Wednesday Afternoon Links

Miscellaneous material for your mid-week reading.

- Simon Lee, Hayley Fowler and Paul Davies discuss how the climate breakdown has undercut the basis for existing models and assumptions about the type of extreme weather we'll face. And Kiley Price writes about the connection between the climate crisis and worsening wildfires. But Tim Bousquet points out that decision-makers are reacting by shrugging their shoulders and continuing to spew carbon pollution, while  Susan Riley asks how long we'll keep barging ahead with climate denial as our core operating principle. 

- David Zipper discusses how car-free neighbourhoods avoid the noise pollution (and other health hazards) which we accept as a given within a car-based culture, while also pointing out that the U.S. is funding massive highway expansions based on the laughable assumption that inducing more care use will somehow reduce greenhouse gas emissions.  

- George Monbiot highlights the numerous environmental and social benefits of a wealth tax, while asking who will back Brazil's push to implement one on an international scale. And Aaron Boley and Samantha Lawler note that the level of entitlement of the billionaire class has reached the point of endangering anybody on the surface of the Earth with uncontrolled falling space debris. 

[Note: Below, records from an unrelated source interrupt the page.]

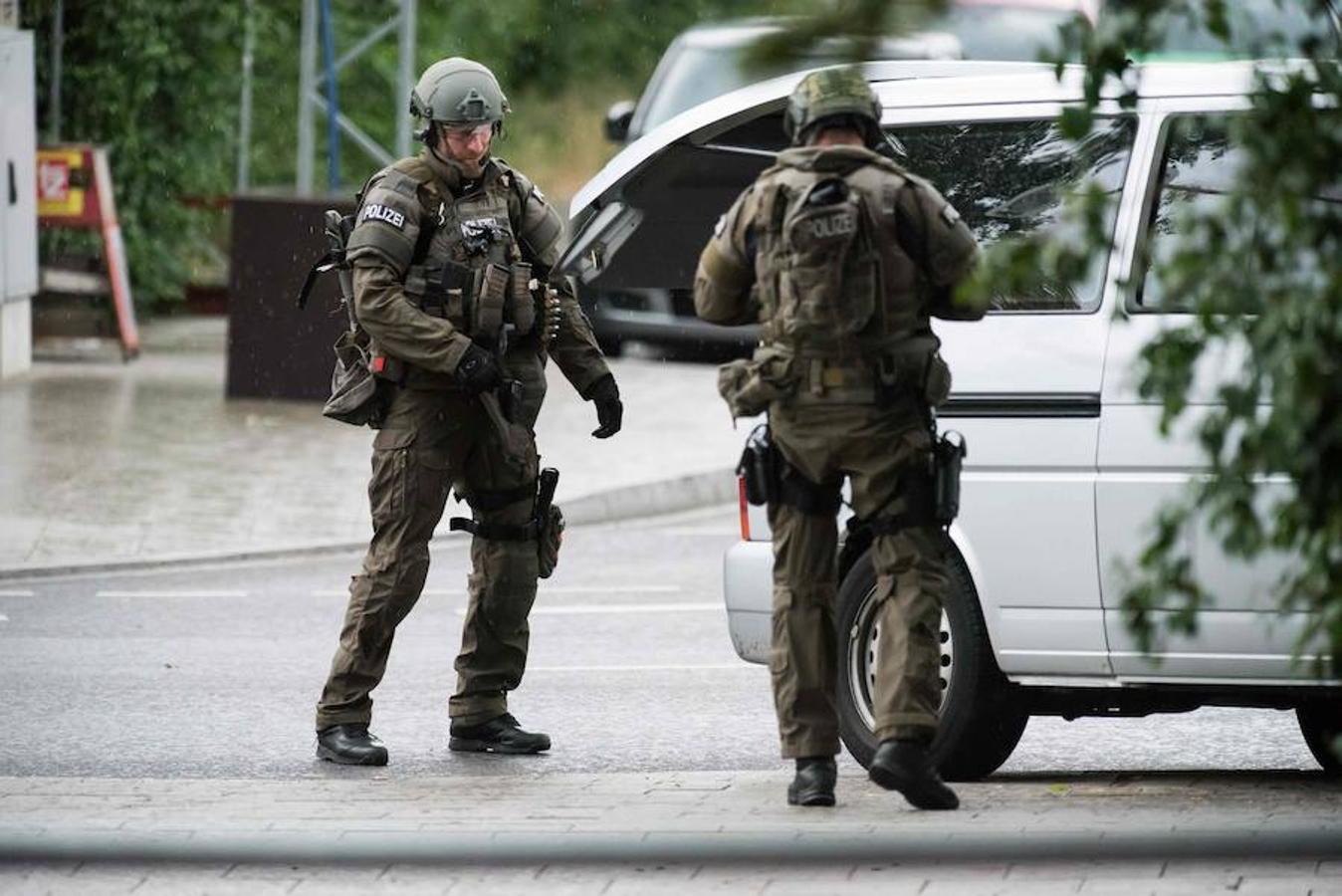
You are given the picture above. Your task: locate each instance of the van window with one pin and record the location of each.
(1198, 169)
(1200, 165)
(1009, 178)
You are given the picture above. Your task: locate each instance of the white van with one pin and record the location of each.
(1065, 470)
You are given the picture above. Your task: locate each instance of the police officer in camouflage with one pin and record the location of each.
(452, 255)
(843, 257)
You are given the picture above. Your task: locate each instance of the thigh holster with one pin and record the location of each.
(545, 528)
(813, 499)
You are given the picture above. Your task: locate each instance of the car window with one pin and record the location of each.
(1257, 28)
(694, 76)
(1200, 165)
(1199, 168)
(1009, 180)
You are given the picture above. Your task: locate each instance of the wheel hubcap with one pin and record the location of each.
(864, 657)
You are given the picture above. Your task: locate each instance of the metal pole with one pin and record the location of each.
(332, 99)
(307, 76)
(245, 104)
(407, 78)
(58, 39)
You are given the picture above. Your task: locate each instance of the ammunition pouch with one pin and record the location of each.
(949, 452)
(759, 467)
(751, 385)
(487, 309)
(478, 302)
(521, 305)
(770, 479)
(355, 397)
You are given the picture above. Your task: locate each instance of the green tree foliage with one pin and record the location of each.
(156, 85)
(1257, 270)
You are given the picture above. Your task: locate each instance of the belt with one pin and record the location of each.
(827, 379)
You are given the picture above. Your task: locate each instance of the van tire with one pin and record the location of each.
(1321, 723)
(982, 719)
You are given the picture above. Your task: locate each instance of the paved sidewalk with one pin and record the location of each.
(358, 810)
(107, 462)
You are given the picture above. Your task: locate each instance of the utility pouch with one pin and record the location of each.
(550, 522)
(550, 540)
(759, 467)
(458, 285)
(521, 304)
(936, 381)
(749, 386)
(354, 394)
(949, 452)
(489, 305)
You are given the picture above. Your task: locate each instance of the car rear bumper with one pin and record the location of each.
(660, 317)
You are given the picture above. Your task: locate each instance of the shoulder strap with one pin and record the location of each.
(416, 170)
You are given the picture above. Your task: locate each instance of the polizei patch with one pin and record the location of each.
(835, 224)
(382, 213)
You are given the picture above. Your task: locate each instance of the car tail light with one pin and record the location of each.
(745, 509)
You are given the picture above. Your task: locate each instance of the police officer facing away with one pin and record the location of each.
(452, 255)
(843, 257)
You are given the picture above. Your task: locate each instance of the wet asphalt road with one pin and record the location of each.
(214, 672)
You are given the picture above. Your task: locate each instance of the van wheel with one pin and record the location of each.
(1321, 723)
(980, 721)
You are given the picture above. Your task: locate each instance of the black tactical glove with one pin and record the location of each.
(478, 371)
(609, 409)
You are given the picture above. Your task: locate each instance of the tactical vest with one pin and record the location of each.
(833, 278)
(467, 263)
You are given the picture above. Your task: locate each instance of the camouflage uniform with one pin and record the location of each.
(843, 257)
(417, 217)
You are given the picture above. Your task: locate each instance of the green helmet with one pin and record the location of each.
(458, 92)
(828, 93)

- Philippa Roxby examines the connection between ultra-processed foods and poor health, while also noting the difficulty in demonstrating direct cause and effect. And Carl Bergstrom and C. Brandon Ogbunu write that social media is the junk food of information ingestion. 

- Finally, Jon Milton calls out the scam of "working-class conservatism" which uses the language of class politics as a means to further enrich and empower those who already have the most. Geoff Leo exposes the small- and large-C conservative connections of the shadowy group trying to take over Regina's city council. And David Climenhaga reports that Take Back Alberta is descending into the morass of criminality and internal bickering that represents the usual end point for a combination grift and right-wing ideological project.